After earning her M.F.A. in 2011, Michi rejoined the workforce just as the digital artwork field was significantly expanding with the debut of the Apple iPad in 2010. Her employer, Callaway Digital Arts, was one of the first to build children’s books on iPads, and Michi was creating the digital illustrations.
Next, she moved to Vidyo, a video conferencing application for businesses, as a user experience (UX) and user interface (UI) designer. As the UX designer, she considered the psychology of user interaction with the Vidyo app and outlined a functional flow chart for all elements of the app. As a UI designer, Michi developed Vidyo’s visual identity, including the logo, color palette, icons, font, and screen design.
“My job is to understand the user of our product and all the different endpoints that the user is trying to get to,” said Michi.
In 2014, Michi transferred to Stealth Travel and built two travel apps, Totom and Gozengo, as a Senior Visual UX Designer. Once she completed those projects, Michi traveled to Bogotá, Colombia in February as a Visiting Professor at Universidad de los Andes. She taught a Designing Interactive Technology seminar with the university’s Future of Digital Publications M.F.A. class.
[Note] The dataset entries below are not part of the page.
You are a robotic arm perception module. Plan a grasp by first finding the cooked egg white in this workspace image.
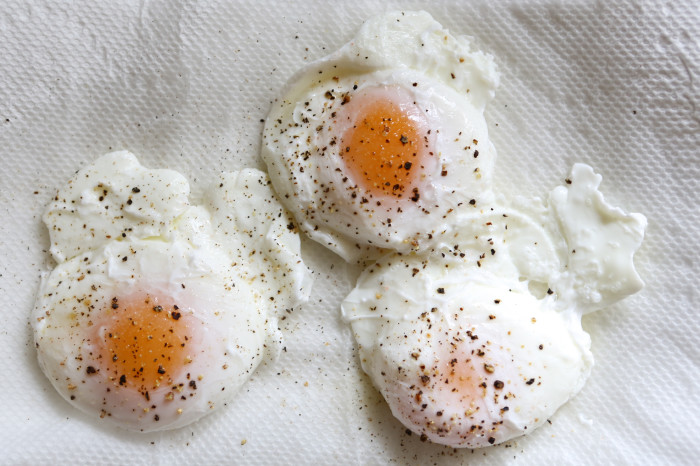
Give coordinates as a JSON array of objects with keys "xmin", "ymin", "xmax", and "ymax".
[
  {"xmin": 262, "ymin": 12, "xmax": 498, "ymax": 261},
  {"xmin": 342, "ymin": 164, "xmax": 646, "ymax": 448},
  {"xmin": 32, "ymin": 152, "xmax": 310, "ymax": 432}
]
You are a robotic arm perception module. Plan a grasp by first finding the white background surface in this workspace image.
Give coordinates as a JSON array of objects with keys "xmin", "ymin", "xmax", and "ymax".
[{"xmin": 0, "ymin": 0, "xmax": 700, "ymax": 464}]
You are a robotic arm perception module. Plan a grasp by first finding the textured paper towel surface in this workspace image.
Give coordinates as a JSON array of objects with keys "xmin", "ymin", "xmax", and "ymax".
[{"xmin": 0, "ymin": 0, "xmax": 700, "ymax": 465}]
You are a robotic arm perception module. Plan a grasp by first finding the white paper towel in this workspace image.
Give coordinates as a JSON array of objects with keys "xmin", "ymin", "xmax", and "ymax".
[{"xmin": 0, "ymin": 0, "xmax": 700, "ymax": 464}]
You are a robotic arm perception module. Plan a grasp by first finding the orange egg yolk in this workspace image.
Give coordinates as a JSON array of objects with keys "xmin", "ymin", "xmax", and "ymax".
[
  {"xmin": 93, "ymin": 295, "xmax": 196, "ymax": 396},
  {"xmin": 340, "ymin": 88, "xmax": 434, "ymax": 201}
]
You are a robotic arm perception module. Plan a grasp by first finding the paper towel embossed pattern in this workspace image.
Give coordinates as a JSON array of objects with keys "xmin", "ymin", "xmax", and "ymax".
[
  {"xmin": 32, "ymin": 152, "xmax": 309, "ymax": 432},
  {"xmin": 262, "ymin": 12, "xmax": 646, "ymax": 447}
]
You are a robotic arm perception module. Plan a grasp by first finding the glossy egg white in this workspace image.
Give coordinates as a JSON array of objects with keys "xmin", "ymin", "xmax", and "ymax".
[{"xmin": 32, "ymin": 152, "xmax": 310, "ymax": 432}]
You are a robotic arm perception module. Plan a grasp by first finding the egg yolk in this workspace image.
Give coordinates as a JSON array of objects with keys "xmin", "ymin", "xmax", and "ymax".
[
  {"xmin": 93, "ymin": 295, "xmax": 196, "ymax": 398},
  {"xmin": 390, "ymin": 349, "xmax": 494, "ymax": 444},
  {"xmin": 340, "ymin": 87, "xmax": 435, "ymax": 201}
]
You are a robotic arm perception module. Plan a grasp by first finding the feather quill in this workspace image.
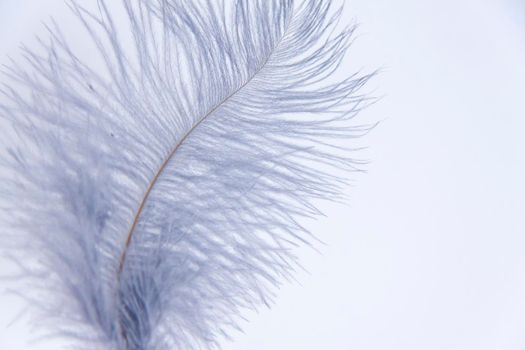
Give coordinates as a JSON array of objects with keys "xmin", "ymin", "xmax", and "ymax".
[{"xmin": 0, "ymin": 0, "xmax": 371, "ymax": 350}]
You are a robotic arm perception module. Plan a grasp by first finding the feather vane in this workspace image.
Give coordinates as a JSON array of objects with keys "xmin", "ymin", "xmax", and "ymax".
[{"xmin": 0, "ymin": 0, "xmax": 371, "ymax": 350}]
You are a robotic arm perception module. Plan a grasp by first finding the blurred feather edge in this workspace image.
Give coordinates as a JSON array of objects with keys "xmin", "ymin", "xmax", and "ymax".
[{"xmin": 0, "ymin": 0, "xmax": 373, "ymax": 350}]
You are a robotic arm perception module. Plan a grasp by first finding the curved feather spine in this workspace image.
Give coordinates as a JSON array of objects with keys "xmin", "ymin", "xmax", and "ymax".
[
  {"xmin": 2, "ymin": 0, "xmax": 368, "ymax": 350},
  {"xmin": 119, "ymin": 22, "xmax": 293, "ymax": 279}
]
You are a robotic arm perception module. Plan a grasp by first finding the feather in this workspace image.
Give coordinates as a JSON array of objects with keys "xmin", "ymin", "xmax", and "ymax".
[{"xmin": 0, "ymin": 0, "xmax": 371, "ymax": 350}]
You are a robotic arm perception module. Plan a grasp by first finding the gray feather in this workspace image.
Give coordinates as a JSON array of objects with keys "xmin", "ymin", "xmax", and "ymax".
[{"xmin": 0, "ymin": 0, "xmax": 370, "ymax": 350}]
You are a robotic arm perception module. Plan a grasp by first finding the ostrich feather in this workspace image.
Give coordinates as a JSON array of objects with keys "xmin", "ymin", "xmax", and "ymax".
[{"xmin": 0, "ymin": 0, "xmax": 370, "ymax": 350}]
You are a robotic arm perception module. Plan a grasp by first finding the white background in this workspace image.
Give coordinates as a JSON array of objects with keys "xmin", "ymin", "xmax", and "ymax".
[{"xmin": 0, "ymin": 0, "xmax": 525, "ymax": 350}]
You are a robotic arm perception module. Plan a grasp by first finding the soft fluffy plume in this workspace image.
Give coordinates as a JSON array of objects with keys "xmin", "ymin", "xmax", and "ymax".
[{"xmin": 0, "ymin": 0, "xmax": 370, "ymax": 350}]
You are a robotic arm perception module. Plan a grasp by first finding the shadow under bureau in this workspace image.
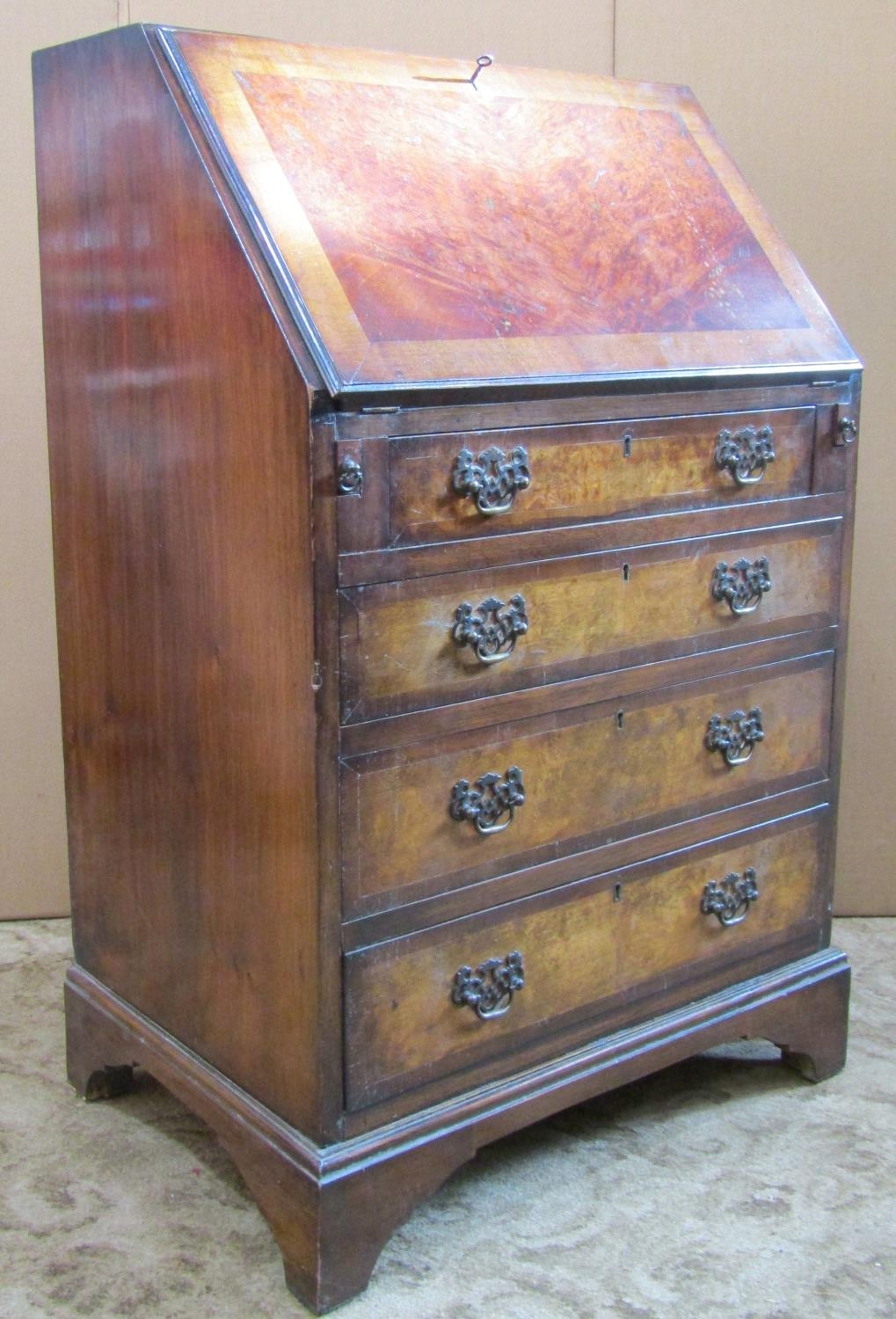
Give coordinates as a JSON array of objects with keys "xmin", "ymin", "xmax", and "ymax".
[{"xmin": 34, "ymin": 26, "xmax": 860, "ymax": 1310}]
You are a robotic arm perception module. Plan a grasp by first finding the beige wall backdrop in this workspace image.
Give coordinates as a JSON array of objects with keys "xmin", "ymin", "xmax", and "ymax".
[{"xmin": 0, "ymin": 0, "xmax": 896, "ymax": 918}]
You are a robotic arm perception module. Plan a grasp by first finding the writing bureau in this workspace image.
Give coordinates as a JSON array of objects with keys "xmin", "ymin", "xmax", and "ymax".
[{"xmin": 34, "ymin": 26, "xmax": 860, "ymax": 1310}]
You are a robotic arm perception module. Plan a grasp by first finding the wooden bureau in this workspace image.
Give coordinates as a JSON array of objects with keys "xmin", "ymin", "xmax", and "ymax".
[{"xmin": 34, "ymin": 26, "xmax": 860, "ymax": 1311}]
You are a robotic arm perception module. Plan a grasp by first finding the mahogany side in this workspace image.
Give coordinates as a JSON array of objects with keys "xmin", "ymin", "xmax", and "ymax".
[{"xmin": 34, "ymin": 28, "xmax": 332, "ymax": 1133}]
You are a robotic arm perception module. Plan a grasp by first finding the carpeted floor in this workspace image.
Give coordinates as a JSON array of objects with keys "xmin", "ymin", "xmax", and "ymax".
[{"xmin": 0, "ymin": 920, "xmax": 896, "ymax": 1319}]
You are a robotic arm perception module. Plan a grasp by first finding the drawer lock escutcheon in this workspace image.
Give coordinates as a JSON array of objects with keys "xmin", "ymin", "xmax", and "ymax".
[
  {"xmin": 710, "ymin": 558, "xmax": 772, "ymax": 616},
  {"xmin": 712, "ymin": 426, "xmax": 775, "ymax": 485},
  {"xmin": 337, "ymin": 458, "xmax": 364, "ymax": 495},
  {"xmin": 448, "ymin": 765, "xmax": 525, "ymax": 834},
  {"xmin": 451, "ymin": 445, "xmax": 532, "ymax": 517},
  {"xmin": 699, "ymin": 867, "xmax": 759, "ymax": 925},
  {"xmin": 706, "ymin": 706, "xmax": 765, "ymax": 765},
  {"xmin": 451, "ymin": 595, "xmax": 529, "ymax": 664},
  {"xmin": 451, "ymin": 952, "xmax": 525, "ymax": 1021}
]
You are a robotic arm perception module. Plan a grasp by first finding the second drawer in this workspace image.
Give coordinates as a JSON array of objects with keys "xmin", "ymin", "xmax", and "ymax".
[{"xmin": 340, "ymin": 519, "xmax": 841, "ymax": 725}]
“I do want to teach someday, but I keep getting distracted with the working world, making products, and learning everything about UX/UI,” said Michi. “But now I’m building apps as a freelancer so I hope to start teaching part time.”
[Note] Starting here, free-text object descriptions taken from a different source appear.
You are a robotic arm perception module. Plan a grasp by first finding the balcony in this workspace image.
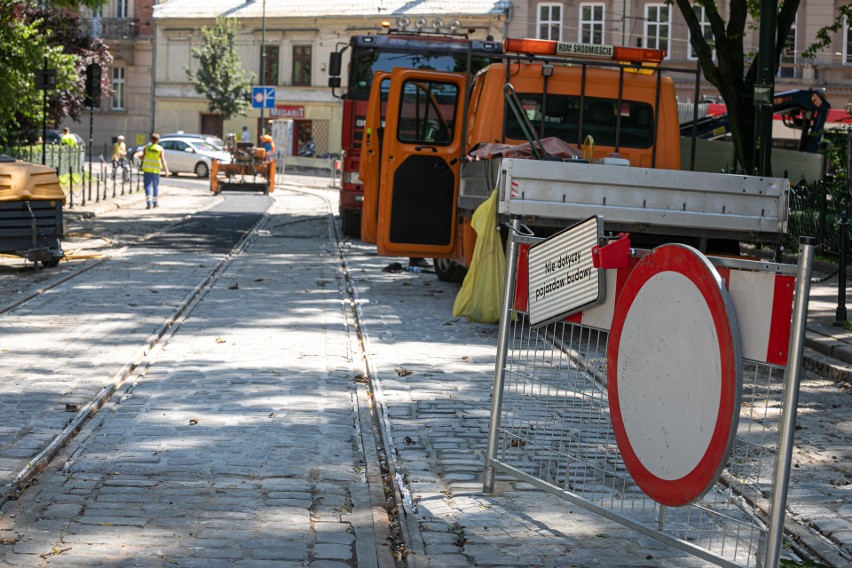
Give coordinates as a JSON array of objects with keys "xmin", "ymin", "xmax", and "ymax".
[{"xmin": 80, "ymin": 18, "xmax": 139, "ymax": 40}]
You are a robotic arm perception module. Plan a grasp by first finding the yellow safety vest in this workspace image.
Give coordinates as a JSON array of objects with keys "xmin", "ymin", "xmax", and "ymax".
[
  {"xmin": 142, "ymin": 144, "xmax": 163, "ymax": 174},
  {"xmin": 112, "ymin": 142, "xmax": 127, "ymax": 160}
]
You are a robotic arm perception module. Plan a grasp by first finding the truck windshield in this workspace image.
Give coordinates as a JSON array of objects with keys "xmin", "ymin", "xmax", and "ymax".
[
  {"xmin": 347, "ymin": 47, "xmax": 489, "ymax": 99},
  {"xmin": 506, "ymin": 93, "xmax": 654, "ymax": 148}
]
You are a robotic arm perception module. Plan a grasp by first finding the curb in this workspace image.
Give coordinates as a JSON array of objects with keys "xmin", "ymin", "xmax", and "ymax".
[{"xmin": 804, "ymin": 339, "xmax": 852, "ymax": 383}]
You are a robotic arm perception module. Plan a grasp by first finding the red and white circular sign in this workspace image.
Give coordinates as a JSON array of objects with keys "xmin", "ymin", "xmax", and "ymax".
[{"xmin": 607, "ymin": 245, "xmax": 742, "ymax": 507}]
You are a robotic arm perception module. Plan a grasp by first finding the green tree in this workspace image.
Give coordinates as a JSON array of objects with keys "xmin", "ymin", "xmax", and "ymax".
[
  {"xmin": 184, "ymin": 17, "xmax": 254, "ymax": 120},
  {"xmin": 0, "ymin": 0, "xmax": 112, "ymax": 140},
  {"xmin": 674, "ymin": 0, "xmax": 801, "ymax": 172}
]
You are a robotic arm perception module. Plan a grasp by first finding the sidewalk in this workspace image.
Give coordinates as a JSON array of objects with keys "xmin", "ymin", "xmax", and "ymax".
[
  {"xmin": 0, "ymin": 176, "xmax": 852, "ymax": 568},
  {"xmin": 805, "ymin": 263, "xmax": 852, "ymax": 384},
  {"xmin": 65, "ymin": 181, "xmax": 852, "ymax": 383}
]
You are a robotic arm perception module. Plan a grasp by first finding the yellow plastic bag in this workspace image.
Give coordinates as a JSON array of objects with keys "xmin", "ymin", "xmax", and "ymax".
[{"xmin": 453, "ymin": 189, "xmax": 506, "ymax": 323}]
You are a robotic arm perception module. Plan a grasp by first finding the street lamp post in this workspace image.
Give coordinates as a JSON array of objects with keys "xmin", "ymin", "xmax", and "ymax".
[{"xmin": 260, "ymin": 0, "xmax": 266, "ymax": 133}]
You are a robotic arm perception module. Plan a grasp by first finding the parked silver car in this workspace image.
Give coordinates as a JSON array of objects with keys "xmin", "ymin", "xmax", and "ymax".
[
  {"xmin": 160, "ymin": 130, "xmax": 225, "ymax": 150},
  {"xmin": 149, "ymin": 138, "xmax": 231, "ymax": 178}
]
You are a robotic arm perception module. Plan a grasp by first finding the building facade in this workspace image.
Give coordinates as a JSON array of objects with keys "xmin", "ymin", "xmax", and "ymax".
[
  {"xmin": 63, "ymin": 0, "xmax": 156, "ymax": 153},
  {"xmin": 509, "ymin": 0, "xmax": 852, "ymax": 116},
  {"xmin": 153, "ymin": 0, "xmax": 509, "ymax": 155},
  {"xmin": 75, "ymin": 0, "xmax": 852, "ymax": 154}
]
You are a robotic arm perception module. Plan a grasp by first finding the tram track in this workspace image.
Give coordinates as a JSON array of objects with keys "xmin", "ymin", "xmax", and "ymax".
[
  {"xmin": 0, "ymin": 199, "xmax": 269, "ymax": 514},
  {"xmin": 288, "ymin": 184, "xmax": 412, "ymax": 568},
  {"xmin": 0, "ymin": 187, "xmax": 411, "ymax": 568}
]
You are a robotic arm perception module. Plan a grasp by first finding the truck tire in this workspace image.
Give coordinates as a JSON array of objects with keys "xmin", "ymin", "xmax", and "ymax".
[
  {"xmin": 340, "ymin": 210, "xmax": 361, "ymax": 238},
  {"xmin": 432, "ymin": 258, "xmax": 467, "ymax": 284}
]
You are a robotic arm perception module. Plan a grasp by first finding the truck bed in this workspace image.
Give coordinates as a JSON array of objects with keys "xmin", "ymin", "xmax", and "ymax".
[{"xmin": 459, "ymin": 158, "xmax": 790, "ymax": 242}]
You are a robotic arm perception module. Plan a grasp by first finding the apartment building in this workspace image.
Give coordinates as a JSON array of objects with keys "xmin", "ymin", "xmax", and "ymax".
[
  {"xmin": 63, "ymin": 0, "xmax": 157, "ymax": 151},
  {"xmin": 153, "ymin": 0, "xmax": 509, "ymax": 154},
  {"xmin": 70, "ymin": 0, "xmax": 852, "ymax": 153},
  {"xmin": 509, "ymin": 0, "xmax": 852, "ymax": 114}
]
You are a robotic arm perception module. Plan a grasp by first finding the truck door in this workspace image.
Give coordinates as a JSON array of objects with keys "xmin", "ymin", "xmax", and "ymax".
[
  {"xmin": 376, "ymin": 69, "xmax": 465, "ymax": 258},
  {"xmin": 359, "ymin": 71, "xmax": 390, "ymax": 243}
]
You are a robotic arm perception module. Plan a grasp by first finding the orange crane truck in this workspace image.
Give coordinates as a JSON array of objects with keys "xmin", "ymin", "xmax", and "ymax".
[{"xmin": 360, "ymin": 38, "xmax": 789, "ymax": 281}]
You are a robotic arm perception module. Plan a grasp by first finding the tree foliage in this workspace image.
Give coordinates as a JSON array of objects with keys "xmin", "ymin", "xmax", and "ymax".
[
  {"xmin": 0, "ymin": 0, "xmax": 112, "ymax": 139},
  {"xmin": 802, "ymin": 4, "xmax": 852, "ymax": 59},
  {"xmin": 185, "ymin": 17, "xmax": 254, "ymax": 120},
  {"xmin": 674, "ymin": 0, "xmax": 801, "ymax": 171}
]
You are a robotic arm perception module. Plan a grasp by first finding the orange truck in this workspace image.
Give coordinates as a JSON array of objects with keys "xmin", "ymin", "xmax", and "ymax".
[{"xmin": 360, "ymin": 39, "xmax": 789, "ymax": 281}]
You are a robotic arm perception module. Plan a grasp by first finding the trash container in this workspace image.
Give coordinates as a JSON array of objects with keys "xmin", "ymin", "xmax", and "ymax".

Meanwhile, Michi is also preparing for an upcoming paper show about birds and nature in April in her current place of residence, Jersey City. Although she now considers her paper art as a side hobby, her fine art work will remain an influential and special part of her life.
“Art is about making metaphors for life and things around you,” said Michi. “It’s an opportunity to express yourself and comment on the world in a different way that people can relate to. Art is a process of self-exploration and I really value the fact that I experienced a great broad arts curriculum at Moorestown Friends to begin that. The Quaker education also influenced my life, being accepting of everyone and appreciating moments of silence. Especially in the art world, I appreciate sitting by myself and giving myself time to think.”
Michi is the daughter of Middle School English teacher Deb Casne and sister of Lauren Muzyka ’99.